Economist Stephen Moore predicted Sunday that the U.S. economy will have a “swift kind of recovery for the fall” as the country weathers the economic fallout from coronavirus leading into the summer.
“It’s going to be a tough summer…as we try to get our feet back on the ground. But I believe that by the end of the summer we could start to see a real recovery,” Moore told radio host John Catsimatidis on Sunday.
His comments come as most states begin reopening their economies in different capacities. In addition, state and local governments have taken a fiscal beating due to spending needed to mitigate the coronavirus.
Moore, an ally of President Trump and member of the White House coronavirus economic task force, said that public anxiety about going out and resuming economic activity as normal could hamper the economy’s comeback. He noted however, that people will be more apt to brave public life each day.
“Customers are still a little bit afraid to go outside,” Moore said. “People are nervous. They’re worried about their health.… [But] every day you see more and more people venturing out. You see more and more people getting on the job.”
In the past six weeks, over 30 million Americans have filed for unemployment and that number is only expected to rise in the coming weeks. The jobless numbers coincide with a decline in the U.S.’s GDP, which fell 4.8 percent in the first quarter, the largest contraction since the financial crisis.

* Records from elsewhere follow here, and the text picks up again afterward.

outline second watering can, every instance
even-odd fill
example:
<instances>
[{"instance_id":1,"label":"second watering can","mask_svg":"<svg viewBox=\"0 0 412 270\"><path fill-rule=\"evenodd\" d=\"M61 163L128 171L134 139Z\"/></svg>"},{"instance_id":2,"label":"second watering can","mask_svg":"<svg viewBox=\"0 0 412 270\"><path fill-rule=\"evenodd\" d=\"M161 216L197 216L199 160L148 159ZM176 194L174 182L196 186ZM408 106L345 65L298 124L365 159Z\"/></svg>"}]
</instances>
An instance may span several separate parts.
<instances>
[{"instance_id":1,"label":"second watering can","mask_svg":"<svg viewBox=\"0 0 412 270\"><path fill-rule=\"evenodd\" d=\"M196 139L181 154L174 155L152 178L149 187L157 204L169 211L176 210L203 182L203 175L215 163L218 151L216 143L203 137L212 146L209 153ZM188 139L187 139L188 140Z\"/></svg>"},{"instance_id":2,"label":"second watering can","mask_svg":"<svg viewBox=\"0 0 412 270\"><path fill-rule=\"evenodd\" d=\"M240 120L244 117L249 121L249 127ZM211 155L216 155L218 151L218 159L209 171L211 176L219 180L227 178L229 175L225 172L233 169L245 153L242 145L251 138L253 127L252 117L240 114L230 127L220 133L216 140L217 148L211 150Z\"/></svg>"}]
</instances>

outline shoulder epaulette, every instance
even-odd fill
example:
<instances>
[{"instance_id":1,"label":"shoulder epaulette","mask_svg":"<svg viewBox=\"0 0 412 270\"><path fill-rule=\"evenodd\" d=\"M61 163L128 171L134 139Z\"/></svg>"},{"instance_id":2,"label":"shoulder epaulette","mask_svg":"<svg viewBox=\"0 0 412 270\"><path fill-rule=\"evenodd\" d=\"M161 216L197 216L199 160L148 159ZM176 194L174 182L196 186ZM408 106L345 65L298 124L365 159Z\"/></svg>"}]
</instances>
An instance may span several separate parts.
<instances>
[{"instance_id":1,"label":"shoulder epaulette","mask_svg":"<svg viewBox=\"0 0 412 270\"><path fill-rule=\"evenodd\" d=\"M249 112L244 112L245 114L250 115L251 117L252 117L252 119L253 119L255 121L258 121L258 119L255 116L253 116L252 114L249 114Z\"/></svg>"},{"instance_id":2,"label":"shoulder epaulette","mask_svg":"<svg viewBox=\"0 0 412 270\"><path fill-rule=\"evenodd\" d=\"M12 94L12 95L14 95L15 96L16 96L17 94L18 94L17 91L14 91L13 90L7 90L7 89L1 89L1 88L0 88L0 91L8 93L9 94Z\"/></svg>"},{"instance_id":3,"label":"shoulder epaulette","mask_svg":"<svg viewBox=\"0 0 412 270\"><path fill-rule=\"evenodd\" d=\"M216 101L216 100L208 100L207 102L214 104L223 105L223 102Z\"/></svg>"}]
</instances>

The task set before lawmakers and leaders at both the state and federal level is to open the economy and return to pre-pandemic rates of unemployment and growth without triggering a second spike in coronavirus cases — an event that some experts say could be even more devastating economically than the original outbreak.
Moore says that this reopening process has to be gradual.
“It will be a slow process… but you’ve got to get going,” Moore said. “I do believe that by the end of the summer we’re going to see a very swift kind of recovery for the fall.”
John Catsimatidis is an investor in The Hill.